The document provides background information and talking points for Dobriansky’s upcoming meeting with a group of senior ExxonMobil officials. Exxon sent Brian Flannery and Frank Sprow, Manager and Vice President of Health, Safety and Environment respectively along with Corporate Planning General Manager Sherman Glass and Washington Office Vice President James Rouse. Exxon hired Flannery in 1980 as a climate science specialist and he was promoted in 1998 to help the company present its public stance on climate change. As this document recognizes, Brian Flannery was actively participating in the United Nations Framework Convention on Climate Change.
At the request of ExxonMobil, “to give [the State Department] their views on climate change issues and policies,” Dobrianksy was tasked with a similar set of goals as in July: “Welcome the company’s input to the policy review; reaffirm the President’s commitment to international leadership, notwithstanding opposition to the Kyoto Protocol.” Again, the administration defined Exxon as “among the companies most actively and prominently opposed to binding approaches to cut greenhouse gas emissions.” This “unwavering skepticism” makes the oil major “a prime target for vitriol and boycotts by a range of international environmental and social activists.”

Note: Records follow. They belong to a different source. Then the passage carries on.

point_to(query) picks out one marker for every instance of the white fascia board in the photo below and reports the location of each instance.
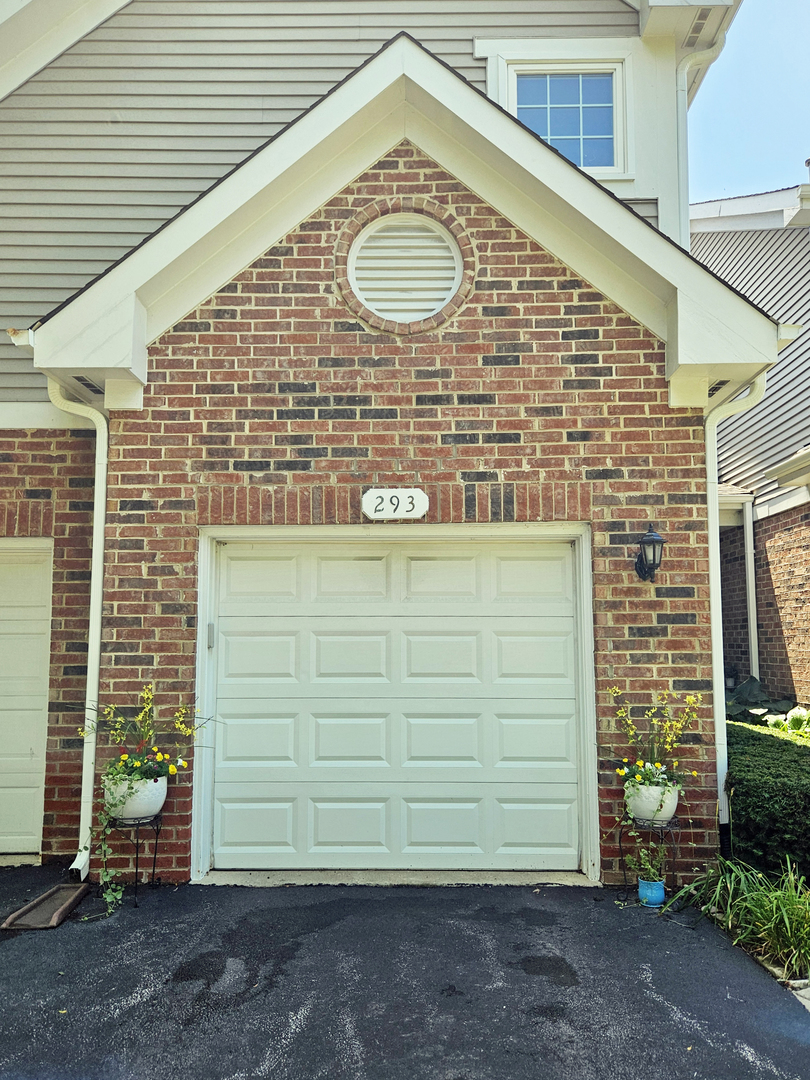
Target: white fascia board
(777, 502)
(39, 415)
(404, 93)
(675, 17)
(41, 30)
(111, 341)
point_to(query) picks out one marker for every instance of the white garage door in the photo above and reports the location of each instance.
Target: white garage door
(25, 640)
(395, 705)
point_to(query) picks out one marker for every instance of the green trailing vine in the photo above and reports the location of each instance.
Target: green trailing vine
(138, 732)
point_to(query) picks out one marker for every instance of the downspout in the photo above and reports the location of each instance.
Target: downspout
(715, 592)
(80, 866)
(751, 589)
(706, 56)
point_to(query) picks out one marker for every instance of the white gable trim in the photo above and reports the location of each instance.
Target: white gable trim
(41, 30)
(405, 93)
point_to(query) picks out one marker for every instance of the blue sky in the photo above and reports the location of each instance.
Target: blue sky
(750, 124)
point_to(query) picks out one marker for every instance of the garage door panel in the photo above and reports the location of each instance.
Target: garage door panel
(313, 578)
(482, 652)
(501, 741)
(351, 741)
(266, 739)
(351, 655)
(260, 655)
(352, 577)
(334, 825)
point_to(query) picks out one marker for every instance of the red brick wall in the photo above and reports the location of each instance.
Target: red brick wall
(538, 401)
(46, 490)
(734, 603)
(782, 547)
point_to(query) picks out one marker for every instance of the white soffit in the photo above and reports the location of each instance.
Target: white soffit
(794, 472)
(711, 332)
(40, 30)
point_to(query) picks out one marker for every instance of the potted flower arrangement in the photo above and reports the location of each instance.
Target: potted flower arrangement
(652, 783)
(134, 783)
(648, 863)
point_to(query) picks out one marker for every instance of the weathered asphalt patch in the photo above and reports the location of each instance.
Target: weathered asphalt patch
(476, 983)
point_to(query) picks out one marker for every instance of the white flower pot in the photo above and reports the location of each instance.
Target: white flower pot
(652, 804)
(145, 799)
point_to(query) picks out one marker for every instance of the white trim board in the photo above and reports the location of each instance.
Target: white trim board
(711, 332)
(578, 535)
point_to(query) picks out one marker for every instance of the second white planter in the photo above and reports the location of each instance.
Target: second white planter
(144, 797)
(657, 805)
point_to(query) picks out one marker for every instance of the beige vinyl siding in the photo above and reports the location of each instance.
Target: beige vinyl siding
(133, 122)
(772, 268)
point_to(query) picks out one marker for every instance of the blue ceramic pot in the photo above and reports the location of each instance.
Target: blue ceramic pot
(651, 893)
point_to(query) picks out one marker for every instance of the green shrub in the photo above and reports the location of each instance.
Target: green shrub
(748, 703)
(769, 791)
(769, 918)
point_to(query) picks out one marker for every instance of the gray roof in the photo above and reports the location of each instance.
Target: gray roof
(772, 268)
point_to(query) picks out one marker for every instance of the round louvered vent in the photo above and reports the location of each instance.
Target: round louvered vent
(405, 267)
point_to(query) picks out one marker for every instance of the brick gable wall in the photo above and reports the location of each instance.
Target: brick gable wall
(539, 400)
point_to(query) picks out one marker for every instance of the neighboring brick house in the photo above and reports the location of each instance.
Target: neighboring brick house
(427, 693)
(760, 244)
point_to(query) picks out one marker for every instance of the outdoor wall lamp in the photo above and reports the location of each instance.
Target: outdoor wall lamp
(648, 559)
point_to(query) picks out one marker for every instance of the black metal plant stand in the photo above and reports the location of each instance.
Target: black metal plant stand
(125, 825)
(667, 833)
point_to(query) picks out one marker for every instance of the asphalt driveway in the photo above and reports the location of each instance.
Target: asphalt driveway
(476, 983)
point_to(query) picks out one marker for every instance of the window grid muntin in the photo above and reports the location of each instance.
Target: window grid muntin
(580, 147)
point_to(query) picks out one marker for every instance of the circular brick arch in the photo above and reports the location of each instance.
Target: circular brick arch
(397, 204)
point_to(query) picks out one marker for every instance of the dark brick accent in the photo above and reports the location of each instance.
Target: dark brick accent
(480, 477)
(504, 360)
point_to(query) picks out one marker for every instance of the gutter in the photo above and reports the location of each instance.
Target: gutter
(706, 57)
(80, 866)
(715, 592)
(751, 589)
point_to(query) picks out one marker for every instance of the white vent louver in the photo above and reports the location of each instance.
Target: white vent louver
(405, 267)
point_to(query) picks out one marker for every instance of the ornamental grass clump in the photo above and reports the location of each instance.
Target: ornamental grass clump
(655, 740)
(766, 915)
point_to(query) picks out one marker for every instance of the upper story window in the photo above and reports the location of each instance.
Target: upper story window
(574, 112)
(577, 95)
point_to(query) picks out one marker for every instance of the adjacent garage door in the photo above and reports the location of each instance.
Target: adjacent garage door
(395, 705)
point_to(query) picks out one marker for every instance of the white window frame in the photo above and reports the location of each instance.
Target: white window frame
(507, 58)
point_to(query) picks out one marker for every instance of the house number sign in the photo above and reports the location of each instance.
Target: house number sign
(382, 503)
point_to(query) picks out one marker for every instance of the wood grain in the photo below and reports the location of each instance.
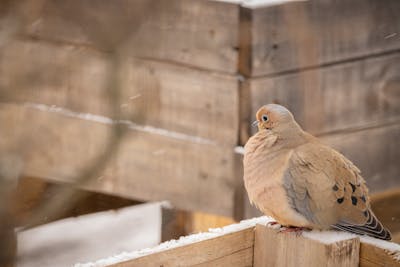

Acknowledging Exxon’s own efforts to stress scientific uncertainty, along with its work with the Global Climate Coalition, the briefing concedes shared views on Kyoto, but stresses “the need to include real efforts to cut domestic emissions.” The agency predicted that “Flannery and his colleagues will undoubtedly be interested in gleanings of the U.S. stance at COP7 [the 7th Conference of the Parties].” The briefing gave Dobriansky leeway to “indicate our hope to present ideas pursuant to the President’s initiatives, despite certain criticism from pro-Kyoto forces.” Faced with Exxon’s clear stance against mitigatory climate policy, the administration maintained an open dialogue, providing insight into their international and domestic posture toward climate change.